Some of the “nations” make immediate sense.  In particular, the “First Nation” dominates part of Canada, and “El Norte” is the name given for the Spanish movement up from Mexico.  France had a significant influence in the areas now represented by Quebec and New Orleans.  The other nations take some study and persuasion.  Most of them were founded by the English.  The different classes and religious formations, however, produced very different views of what political life should look like.

I won’t go into all of Woodard’s claims and explanations here.  He might be horrified at my simplifications of his detailed arguments.

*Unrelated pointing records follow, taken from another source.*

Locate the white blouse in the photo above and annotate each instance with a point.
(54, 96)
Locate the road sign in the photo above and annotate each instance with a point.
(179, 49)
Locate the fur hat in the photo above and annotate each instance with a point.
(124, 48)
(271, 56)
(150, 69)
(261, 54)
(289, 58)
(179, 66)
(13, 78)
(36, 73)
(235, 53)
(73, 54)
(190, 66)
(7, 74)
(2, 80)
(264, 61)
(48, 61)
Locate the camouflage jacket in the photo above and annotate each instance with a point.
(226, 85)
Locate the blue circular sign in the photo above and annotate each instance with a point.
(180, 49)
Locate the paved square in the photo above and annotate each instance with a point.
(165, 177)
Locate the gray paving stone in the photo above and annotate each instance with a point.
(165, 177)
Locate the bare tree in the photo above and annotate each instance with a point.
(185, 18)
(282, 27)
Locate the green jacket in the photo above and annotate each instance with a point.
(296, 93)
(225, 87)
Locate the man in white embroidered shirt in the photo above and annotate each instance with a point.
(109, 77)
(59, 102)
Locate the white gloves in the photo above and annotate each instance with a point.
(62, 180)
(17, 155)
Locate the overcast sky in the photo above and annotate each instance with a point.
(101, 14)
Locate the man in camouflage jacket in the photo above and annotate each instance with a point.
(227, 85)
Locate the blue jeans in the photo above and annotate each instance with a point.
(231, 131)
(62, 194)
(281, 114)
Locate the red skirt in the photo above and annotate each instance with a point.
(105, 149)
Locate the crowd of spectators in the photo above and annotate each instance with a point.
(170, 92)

The book is well written and an easy read in spite of the complications of his argument.  I recommend it.

To begin with the founding of the country, I learned long ago that the establishment of the government involved major compromise between the New England and the Southern ideas.  Woodard makes clear that even the language was different.  From the beginning New Englanders, because of their covenantal religious structure, were committed to participatory democracy in town meetings where everyone could speak, but expected considerable social conformity.  They were big on schools, since reading the Bible was important. The leaders of Tidewater Virginia, in contrast, were country gentlemen who expected “liberties” according to their class, and considered government a privilege and responsibility of the elite.

“Midlanders” the “nation” which first settled New Jersey, Pennsylvania and Delaware, were a mixed lot, Quaker, Dutch and German, who valued tolerance, with minimal interference in one anothers’ cultures.  A second group came in through Pennsylvania, settled in the interior and then moved down into Appalachia.  Woodard calls these “Borderlanders” because they came from the desperate border areas of Britain.  For the Scots, Irish and Scotch-Irish, the sense of community was in family and clan and they valued fighting skill, honor and independence.  “Freedom” to them meant being left alone, a contrast to the freedom of the Yankees to participate in government.

These groups spread west, so that the Midwestern states are divided in bands of different cultures, with Yankees in the northern sections and Borderlanders in the south, with a narrow strip of Midlanders in between.  My one sentence summaries of their different attitudes should make it clear that these three groups will be seeking totally different conditions in their governments.Yankees want to put everyone in school; Borderlanders want to be left alone.  Midlanders want to get along, both socially and economically.  Thus the Midlanders come to be the swing votes in the swing states.

Woodard claims that it was the Midlander vote going for Obama which gave him the win in 2008.  It will be interesting to see how he characterizes the 2012 election.  He makes me wish we had a lot more “Midlanders” in Congress.  My sense of the election results is that we, the country, are going to need all the tolerance we can get from our leadership.